ThanksUSA began in 2005 as the idea of two Virginia schoolgirls as a way to mobilize Americans to thank active-duty troops for defending our freedoms. Over the past three years, ThanksUSA has awarded more than $5 million in need-based, post-secondary scholarships to more than 1,750 spouses and children of military members serving on active-duty status. Scholarships have been awarded in all 50 states and the District of Columbia to families representing all branches of the Armed Forces, including the Guard and Reserves.

ThanksUSA embraced new partnerships in 2008 with the Jenzabar Foundation, the philanthropic arm of Jenzabar, Inc., and the ESA Foundation, the charitable arm of the Entertainment Software Association (ESA).

The Jenzabar Foundation recognizes and supports the good works and humanitarian efforts of student leaders serving others across the global community. Recently, through a special $30,000 grant, the Jenzabar Foundation sponsored 10 college scholarships to students who applied for financial support through ThanksUSA. The individuals who received the Jenzabar/ThanksUSA scholarships were expressly recognized for their community service.

"The Jenzabar Foundation is proud to partner with ThanksUSA and provide additional resources to the children and spouses of active duty military who are seeking higher education," said Robert A. Maginn Jr., chairman of the Jenzabar Foundation and CEO and chairman of the Board of Jenzabar, Inc. "We applaud the efforts of ThanksUSA and the efforts of their scholarship recipients in supporting the present and future of our country."

This past Thanksgiving, ThanksUSA unveiled Treasure Hunt Four, which was sponsored by the ESA Foundation, as part of a new three-year partnership that aims to increase the number of scholarships available to military families. Treasure Hunt Four features more than 300 questions on a variety of states plus branches of the U.S. armed forces. Once the game ends on August 15, 2009, ThanksUSA will award prizes, including laptops and gift certificates, to the winner of each game "chapter." Contestants may access the game on ThanksUSA's Web site.

ThanksUSA also welcomed Harry Martin, Jr., president and chief executive officer of defense-related IT company Intelligent Decisions -- the premier sponsor of ThanksUSA's charity golf tournament last spring -- to their board of directors in 2008.

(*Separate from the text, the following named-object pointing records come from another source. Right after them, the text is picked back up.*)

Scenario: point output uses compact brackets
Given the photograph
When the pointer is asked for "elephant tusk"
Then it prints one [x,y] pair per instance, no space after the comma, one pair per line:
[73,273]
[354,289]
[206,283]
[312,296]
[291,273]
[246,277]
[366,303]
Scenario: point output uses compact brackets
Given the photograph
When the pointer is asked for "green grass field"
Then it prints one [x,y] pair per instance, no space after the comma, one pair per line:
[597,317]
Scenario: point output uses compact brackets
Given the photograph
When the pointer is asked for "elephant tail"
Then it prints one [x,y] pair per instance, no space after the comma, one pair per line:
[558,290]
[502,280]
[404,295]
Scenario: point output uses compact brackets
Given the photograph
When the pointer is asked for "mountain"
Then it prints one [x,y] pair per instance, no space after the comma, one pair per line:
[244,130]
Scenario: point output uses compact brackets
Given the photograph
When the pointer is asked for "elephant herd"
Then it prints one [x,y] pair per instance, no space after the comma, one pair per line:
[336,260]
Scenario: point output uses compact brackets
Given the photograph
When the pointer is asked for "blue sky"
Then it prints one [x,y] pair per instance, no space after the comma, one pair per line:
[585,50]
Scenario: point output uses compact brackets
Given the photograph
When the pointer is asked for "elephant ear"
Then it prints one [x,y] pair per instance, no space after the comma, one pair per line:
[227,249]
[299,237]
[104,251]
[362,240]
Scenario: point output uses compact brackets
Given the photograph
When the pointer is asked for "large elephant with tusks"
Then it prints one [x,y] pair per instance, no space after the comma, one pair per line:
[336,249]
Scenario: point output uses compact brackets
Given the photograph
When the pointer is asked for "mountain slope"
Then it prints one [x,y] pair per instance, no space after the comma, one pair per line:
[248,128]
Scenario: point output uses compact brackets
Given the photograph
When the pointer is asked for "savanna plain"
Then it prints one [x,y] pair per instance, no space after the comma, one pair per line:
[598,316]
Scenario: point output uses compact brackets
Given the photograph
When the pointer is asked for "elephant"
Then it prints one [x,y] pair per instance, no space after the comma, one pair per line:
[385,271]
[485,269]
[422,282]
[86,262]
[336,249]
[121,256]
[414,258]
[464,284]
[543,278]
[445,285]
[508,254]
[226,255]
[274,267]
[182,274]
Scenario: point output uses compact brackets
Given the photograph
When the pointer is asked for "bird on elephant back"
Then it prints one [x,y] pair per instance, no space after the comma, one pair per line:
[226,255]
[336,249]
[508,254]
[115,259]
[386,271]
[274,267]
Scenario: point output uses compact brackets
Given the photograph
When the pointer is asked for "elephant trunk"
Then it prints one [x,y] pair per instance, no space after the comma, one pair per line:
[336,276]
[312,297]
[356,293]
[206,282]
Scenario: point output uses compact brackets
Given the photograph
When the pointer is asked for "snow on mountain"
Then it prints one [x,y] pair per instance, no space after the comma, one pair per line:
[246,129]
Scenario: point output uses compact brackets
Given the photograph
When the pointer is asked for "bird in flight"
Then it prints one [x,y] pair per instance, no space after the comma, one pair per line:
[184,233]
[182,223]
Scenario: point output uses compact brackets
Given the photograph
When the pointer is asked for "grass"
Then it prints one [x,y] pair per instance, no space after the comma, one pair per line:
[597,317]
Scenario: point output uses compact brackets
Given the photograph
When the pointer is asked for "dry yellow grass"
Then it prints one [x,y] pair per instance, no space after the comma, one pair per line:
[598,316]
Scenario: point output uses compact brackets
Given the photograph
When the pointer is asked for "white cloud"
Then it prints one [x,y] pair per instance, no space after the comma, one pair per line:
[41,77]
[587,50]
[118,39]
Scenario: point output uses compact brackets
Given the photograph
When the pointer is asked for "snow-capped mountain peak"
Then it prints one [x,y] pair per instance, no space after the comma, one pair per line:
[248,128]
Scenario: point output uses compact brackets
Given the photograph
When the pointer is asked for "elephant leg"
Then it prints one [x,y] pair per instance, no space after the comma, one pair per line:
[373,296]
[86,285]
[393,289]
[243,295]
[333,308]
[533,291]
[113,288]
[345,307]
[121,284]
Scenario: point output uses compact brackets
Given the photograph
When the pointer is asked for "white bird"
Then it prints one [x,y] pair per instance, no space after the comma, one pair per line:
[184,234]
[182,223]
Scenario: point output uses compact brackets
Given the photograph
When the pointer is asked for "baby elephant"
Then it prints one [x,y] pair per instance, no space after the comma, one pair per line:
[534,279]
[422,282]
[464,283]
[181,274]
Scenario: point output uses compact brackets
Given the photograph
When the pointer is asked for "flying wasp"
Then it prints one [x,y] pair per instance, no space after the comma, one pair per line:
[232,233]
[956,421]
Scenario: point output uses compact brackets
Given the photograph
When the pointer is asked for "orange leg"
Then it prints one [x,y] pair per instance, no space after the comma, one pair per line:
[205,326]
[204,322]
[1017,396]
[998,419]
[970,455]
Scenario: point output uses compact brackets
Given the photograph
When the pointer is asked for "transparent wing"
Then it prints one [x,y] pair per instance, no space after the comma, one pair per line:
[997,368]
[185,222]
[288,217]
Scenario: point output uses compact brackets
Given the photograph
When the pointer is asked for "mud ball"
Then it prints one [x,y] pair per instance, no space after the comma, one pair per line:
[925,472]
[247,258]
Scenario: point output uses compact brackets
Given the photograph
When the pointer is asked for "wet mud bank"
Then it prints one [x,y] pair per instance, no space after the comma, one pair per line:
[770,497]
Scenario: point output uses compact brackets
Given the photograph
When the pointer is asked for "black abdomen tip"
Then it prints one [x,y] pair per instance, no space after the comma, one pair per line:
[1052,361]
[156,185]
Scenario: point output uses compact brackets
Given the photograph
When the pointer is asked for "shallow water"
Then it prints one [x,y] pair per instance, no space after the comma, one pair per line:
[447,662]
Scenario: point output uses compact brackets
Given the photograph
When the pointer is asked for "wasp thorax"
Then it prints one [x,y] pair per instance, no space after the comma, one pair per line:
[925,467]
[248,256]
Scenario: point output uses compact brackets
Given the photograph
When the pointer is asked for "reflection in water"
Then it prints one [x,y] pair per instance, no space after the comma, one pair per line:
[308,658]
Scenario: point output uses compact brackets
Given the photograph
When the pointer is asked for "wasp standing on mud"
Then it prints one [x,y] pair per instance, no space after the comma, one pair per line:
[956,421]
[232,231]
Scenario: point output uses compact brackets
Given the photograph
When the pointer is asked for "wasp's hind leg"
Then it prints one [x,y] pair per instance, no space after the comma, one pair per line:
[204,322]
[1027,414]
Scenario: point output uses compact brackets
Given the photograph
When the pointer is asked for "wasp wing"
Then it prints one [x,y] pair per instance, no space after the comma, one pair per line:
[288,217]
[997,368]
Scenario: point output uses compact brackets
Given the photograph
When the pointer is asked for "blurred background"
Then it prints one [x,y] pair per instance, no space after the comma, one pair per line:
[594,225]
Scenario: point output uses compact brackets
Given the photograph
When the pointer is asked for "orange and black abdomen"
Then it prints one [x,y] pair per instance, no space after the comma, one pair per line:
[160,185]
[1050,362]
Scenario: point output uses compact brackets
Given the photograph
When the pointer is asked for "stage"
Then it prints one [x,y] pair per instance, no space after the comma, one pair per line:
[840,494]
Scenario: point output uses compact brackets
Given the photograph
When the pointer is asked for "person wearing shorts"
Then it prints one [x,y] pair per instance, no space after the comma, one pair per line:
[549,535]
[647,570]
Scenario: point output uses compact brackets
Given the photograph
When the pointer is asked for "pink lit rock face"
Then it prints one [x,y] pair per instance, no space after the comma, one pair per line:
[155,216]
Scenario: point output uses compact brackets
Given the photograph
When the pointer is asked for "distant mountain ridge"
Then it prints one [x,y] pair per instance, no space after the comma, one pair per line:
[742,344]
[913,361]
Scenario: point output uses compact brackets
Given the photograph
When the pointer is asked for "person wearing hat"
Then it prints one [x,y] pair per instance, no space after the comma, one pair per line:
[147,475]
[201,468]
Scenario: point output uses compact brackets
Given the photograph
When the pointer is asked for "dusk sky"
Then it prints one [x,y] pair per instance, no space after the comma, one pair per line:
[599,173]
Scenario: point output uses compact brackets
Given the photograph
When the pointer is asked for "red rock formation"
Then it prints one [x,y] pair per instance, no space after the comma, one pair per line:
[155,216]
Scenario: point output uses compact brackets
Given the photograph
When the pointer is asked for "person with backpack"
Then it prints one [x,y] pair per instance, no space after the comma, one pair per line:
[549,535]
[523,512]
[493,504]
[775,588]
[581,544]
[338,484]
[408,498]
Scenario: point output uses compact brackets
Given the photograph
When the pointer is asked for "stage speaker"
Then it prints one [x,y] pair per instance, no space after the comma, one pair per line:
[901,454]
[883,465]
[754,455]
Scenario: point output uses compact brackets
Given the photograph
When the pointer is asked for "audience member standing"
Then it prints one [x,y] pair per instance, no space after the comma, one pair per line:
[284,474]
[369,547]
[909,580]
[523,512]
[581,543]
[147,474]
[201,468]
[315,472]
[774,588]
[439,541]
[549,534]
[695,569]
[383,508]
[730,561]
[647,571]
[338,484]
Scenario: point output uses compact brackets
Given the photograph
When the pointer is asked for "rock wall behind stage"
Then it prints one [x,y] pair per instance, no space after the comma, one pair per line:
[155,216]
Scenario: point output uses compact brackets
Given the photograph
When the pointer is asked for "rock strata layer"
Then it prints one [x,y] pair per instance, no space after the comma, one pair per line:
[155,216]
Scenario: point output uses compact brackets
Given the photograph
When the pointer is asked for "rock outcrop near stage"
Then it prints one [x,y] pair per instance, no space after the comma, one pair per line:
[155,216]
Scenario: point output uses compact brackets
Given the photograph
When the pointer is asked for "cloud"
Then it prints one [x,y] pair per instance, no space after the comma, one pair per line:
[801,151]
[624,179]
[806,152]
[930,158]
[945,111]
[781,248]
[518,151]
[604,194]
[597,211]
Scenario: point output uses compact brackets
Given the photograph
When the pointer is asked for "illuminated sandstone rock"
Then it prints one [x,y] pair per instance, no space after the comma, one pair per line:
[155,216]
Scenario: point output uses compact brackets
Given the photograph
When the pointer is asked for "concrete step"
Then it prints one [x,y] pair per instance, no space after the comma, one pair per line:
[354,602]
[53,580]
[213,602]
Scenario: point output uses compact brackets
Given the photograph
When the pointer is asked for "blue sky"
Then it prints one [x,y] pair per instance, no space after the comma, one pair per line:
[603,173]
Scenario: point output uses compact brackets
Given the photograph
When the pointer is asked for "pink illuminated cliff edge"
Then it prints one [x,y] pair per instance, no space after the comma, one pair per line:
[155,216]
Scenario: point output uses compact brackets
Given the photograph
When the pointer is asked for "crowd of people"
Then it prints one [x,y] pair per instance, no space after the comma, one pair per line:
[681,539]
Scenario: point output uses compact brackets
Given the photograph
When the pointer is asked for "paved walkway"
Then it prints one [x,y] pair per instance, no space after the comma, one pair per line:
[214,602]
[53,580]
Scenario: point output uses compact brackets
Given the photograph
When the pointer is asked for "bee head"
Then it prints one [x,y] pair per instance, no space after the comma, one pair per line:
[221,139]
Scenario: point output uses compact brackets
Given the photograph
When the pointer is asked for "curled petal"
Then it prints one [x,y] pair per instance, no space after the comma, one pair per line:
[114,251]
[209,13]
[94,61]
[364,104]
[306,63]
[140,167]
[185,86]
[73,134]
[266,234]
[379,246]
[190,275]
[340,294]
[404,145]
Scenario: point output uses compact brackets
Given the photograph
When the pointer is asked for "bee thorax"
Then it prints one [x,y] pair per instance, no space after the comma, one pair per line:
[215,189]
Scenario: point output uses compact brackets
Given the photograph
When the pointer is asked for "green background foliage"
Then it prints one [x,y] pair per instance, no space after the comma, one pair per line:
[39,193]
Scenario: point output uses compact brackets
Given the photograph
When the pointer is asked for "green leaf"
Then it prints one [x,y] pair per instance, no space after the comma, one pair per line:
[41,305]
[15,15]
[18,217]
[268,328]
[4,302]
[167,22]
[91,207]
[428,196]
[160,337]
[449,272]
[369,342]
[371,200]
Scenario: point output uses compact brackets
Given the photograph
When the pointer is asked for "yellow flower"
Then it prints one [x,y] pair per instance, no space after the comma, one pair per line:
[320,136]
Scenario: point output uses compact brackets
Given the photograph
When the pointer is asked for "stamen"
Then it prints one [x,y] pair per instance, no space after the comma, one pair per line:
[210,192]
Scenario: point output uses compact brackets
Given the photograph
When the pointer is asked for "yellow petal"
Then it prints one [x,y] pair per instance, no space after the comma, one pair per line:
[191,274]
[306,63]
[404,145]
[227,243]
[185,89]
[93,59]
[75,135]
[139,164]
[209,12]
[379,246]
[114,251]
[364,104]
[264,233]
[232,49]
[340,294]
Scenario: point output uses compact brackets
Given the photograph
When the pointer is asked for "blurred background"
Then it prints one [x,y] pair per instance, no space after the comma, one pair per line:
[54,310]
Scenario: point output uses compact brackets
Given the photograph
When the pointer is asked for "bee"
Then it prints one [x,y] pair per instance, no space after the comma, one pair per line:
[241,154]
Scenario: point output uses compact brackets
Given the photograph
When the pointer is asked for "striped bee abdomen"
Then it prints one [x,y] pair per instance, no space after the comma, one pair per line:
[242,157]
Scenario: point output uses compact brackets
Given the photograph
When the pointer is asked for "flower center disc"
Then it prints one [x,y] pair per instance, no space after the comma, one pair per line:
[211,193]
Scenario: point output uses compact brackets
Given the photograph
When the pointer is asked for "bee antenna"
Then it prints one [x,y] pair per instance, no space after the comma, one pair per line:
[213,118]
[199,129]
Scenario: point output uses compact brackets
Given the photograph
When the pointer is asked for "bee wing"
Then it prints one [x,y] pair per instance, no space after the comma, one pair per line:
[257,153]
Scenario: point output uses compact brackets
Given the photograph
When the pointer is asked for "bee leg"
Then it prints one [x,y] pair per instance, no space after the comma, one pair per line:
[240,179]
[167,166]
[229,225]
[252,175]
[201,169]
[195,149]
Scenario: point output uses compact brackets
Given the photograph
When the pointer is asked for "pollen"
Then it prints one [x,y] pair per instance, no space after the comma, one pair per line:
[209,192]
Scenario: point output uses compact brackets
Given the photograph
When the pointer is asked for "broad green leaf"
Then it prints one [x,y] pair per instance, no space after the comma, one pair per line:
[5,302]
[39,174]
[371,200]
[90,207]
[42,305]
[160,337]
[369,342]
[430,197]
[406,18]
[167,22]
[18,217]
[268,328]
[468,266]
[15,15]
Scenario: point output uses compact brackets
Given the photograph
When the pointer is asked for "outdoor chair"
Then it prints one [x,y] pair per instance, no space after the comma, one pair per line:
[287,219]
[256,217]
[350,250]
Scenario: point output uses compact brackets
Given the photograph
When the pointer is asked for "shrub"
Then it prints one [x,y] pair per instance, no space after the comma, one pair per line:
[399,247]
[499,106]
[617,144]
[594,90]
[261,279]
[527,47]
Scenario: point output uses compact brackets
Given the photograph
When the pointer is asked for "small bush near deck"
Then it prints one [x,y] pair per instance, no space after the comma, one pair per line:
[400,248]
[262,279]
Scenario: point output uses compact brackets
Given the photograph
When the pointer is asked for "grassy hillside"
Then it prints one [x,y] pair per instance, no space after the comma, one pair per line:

"With continued financial support from corporations, foundations and individuals such as Blavatnik Charitable Foundation, KPMG, The Pershing Square Foundation and others, we plan to award 500 scholarships at $3,000 each for a total of $1.5 million this year," said Michele Stork, executive director of ThanksUSA. "We encourage people across America to continue to invest in the families who have done so much for our country by donating to the Scholarship Program."

These need-based scholarships will be awarded on a competitive basis to the spouses and children of active-duty military personnel who plan to pursue a post-secondary education, including vocational and technical training. Recipients will be selected on the basis of financial need, demonstrated leadership, and participation in school and community activities.